They're a little bit of that, Nigel. But what I see is a lot of private owners -- and there were some private owners in this suite of businesses that we bought, they got through the pandemic and they're looking at a world that's changed, and they're looking at someone larger to provide some stability and some capital and some access to things that they didn't have access to.
So I think it's more the uncertainty in the macro environment, the uncertainty driven by the pandemic, has certainly made private company owners more likely to consider the exit that they were maybe going to do a couple of years from now. That's what I think is happening and we're seeing a little bit of that.
Okay, that makes sense. And then EMG margins moving notably higher, pre-pandemic we’re sort of in the high teens, maybe 20% range, and now we're moving into the mid 20s. Do you think that that level is sustainable? I understand Reading Alloys came out, but do you think mid 20s is sort of the range for EMG from here.
They were a record margin this quarter at 24.7%, up 190 basis points and their margins have been growing nicely for a period of time. And when you look at that part of the business and you dissect what happened, the two very profitable parts of that business, our automation business and our defense businesses, both are firing on all cylinders and that drove the margins up.
So it's really a mix among businesses within the EMG group that is driving the margins. And as long as those businesses stay strong, I would expect the margins to be good.
Okay. Thanks, Dave.
Next question comes from the line of Scott Graham from Rosenblatt Securities.
Your line is open.
Hi. Good morning, Dave and Bill.
Good morning, Scott. How are you doing?
All good. Always nice to wake up to this type of report.
So I think we're about $50 million of temporary cost-outs last year. Bill, you touched on this a little bit within SG&A. How do you see those layering in this year?
Yes, I think there was 90 actually that was the temporary cause from last year, and we got the benefit of 50 million into 2021 for the structural restructuring, Scott.
But what I’d say is in the second half of the year, you're going to see those temporary costs come back in. And a little bit came in, in the first quarter, a little more in the second quarter. But in the second half of the year, you're going to have -- they're all back in.
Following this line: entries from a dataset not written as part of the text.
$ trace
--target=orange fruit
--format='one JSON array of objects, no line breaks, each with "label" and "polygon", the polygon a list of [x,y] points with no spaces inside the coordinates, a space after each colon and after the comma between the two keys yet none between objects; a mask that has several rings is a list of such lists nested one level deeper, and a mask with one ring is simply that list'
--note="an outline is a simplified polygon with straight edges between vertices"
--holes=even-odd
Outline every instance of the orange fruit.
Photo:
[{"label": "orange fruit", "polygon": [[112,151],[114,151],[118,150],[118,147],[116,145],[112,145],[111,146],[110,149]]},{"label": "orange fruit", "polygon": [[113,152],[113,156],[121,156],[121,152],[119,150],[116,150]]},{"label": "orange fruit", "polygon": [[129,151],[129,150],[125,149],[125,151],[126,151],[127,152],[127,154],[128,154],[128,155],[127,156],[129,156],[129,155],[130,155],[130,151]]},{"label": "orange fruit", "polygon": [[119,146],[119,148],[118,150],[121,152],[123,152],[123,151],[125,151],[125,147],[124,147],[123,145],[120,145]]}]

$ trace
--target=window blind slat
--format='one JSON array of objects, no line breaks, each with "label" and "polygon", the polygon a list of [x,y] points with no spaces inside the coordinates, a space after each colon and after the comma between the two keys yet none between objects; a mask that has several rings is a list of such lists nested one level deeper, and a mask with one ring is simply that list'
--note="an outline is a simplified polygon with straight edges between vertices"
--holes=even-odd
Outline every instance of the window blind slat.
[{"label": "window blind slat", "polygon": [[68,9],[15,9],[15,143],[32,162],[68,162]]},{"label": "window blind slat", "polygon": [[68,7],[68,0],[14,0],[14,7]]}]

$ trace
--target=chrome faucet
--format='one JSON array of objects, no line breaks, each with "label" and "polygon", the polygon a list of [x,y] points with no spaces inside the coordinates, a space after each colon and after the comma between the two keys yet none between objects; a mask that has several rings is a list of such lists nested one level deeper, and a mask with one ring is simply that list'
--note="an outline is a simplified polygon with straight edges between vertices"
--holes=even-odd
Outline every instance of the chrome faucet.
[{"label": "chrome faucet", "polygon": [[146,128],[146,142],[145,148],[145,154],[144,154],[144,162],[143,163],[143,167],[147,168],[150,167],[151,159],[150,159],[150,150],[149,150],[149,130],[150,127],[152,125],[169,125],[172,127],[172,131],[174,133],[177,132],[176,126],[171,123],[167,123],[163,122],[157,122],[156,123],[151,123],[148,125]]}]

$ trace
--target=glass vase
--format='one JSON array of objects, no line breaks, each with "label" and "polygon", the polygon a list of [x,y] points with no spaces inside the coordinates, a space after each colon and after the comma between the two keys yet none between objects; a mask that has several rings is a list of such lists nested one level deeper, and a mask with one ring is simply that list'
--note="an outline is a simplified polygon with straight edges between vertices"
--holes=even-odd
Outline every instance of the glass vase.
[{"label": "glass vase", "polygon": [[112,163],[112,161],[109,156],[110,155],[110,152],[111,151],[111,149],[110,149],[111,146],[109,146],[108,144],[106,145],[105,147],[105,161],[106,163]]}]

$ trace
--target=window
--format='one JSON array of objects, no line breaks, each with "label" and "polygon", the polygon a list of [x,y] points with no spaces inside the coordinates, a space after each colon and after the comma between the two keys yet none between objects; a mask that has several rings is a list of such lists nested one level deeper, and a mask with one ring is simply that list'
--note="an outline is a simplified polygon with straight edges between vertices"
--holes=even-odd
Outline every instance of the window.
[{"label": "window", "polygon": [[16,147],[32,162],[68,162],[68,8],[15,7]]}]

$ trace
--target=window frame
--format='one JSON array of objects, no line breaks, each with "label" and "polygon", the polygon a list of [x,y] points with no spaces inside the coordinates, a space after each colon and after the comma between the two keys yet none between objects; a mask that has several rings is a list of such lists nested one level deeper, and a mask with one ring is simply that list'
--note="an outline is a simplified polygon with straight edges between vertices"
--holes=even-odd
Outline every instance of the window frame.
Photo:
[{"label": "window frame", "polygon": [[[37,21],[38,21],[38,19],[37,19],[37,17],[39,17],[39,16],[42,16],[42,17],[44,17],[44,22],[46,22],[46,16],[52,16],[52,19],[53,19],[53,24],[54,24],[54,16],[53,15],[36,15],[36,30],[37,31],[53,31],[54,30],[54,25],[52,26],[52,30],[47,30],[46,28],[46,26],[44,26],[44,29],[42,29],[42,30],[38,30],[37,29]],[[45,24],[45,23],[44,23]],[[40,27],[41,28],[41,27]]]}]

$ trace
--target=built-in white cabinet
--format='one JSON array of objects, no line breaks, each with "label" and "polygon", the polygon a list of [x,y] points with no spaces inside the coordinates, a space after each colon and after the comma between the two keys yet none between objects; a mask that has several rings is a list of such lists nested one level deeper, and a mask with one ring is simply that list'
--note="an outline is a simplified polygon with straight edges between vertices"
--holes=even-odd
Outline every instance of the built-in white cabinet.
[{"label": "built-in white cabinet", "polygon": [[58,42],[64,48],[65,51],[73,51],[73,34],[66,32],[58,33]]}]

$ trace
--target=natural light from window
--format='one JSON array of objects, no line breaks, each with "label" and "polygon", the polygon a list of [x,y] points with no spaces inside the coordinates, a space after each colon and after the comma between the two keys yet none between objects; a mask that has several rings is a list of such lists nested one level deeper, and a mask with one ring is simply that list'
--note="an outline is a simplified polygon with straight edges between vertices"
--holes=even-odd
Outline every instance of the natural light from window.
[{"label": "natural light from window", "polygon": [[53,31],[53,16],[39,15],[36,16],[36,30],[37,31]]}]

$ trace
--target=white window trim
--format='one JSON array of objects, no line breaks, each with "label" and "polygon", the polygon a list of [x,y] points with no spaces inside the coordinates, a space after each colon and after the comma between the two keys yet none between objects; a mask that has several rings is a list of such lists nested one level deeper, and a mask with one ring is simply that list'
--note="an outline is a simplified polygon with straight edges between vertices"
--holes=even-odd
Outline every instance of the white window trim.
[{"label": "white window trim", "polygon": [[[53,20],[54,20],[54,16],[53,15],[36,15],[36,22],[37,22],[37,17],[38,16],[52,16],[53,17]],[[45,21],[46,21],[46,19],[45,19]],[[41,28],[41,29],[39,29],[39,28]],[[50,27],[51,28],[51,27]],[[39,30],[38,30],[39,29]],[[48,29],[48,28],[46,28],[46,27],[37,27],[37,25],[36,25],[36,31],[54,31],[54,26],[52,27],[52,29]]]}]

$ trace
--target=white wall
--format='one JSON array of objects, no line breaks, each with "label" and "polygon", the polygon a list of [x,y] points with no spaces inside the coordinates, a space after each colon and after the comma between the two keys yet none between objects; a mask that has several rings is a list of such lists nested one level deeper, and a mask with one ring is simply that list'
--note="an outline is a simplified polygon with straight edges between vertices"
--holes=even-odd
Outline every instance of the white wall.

So that's how we’ve modeled the year and we look at it.
Thank you for that. And I read your press release, I listened to your prepared remarks and really nary a peep on supply chain. And it's kind of like all the rage this quarter on conference calls and nothing from you guys.
So could you maybe give us sort of your view of what you're seeing both internally and externally, things that could maybe not happening in the first quarter but maybe could back up into you -- again, not internally, but something externally that could back up into you? And in fact, does that as a concern plus the add backs of the costs, is that what's keeping the second half guidance in check?
You're right on, Scott. The supply chain -- there are certainly challenges in materials and logistics right now.
Specifically, the semiconductor shortages have our attention and our supply chain team are working this issue aggressively.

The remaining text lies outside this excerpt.